Затем Окуджава перешел в редакцию поэзии народов СССР, что позволило ему значительно расширить круг своих литературных знакомств.

Следует заметить, что поэтические переводы по подстрочнику были одним из наиболее прибыльных заработков советских литераторов. В этой области работали такие гиганты, как Борис Пастернак и Арсений Тарковский, великолепно переводившие на русский язык сочинения грузинских, армянских, казахских и азербайджанских поэтов.

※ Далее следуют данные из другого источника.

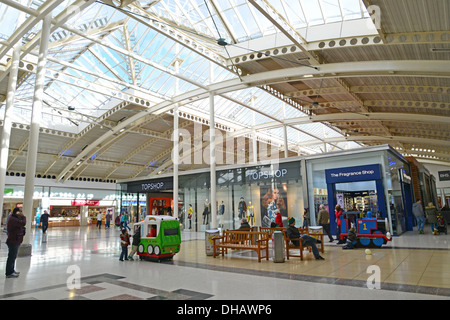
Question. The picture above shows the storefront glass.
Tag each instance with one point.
(361, 194)
(254, 193)
(397, 176)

За помощью к Булату обращались как стихотворцы из союзных республик, так и маститые переводчики. По рассказам современников, Окуджава, занимавший в «Молодой гвардии» достаточно высокий пост, всегда шел навстречу творцам, умело балансируя между требованиями издательства и амбициями поэтов, оставаясь при этом в хороших отношениях как с первыми, так и со вторыми.

В 1959 году у Окуджавы в издательстве «Советский писатель» выходит вторая книга стихов «Острова», тогда же он становится заведующим отдела поэзии в «Литературной газете» — органе правления Союза писателей СССР.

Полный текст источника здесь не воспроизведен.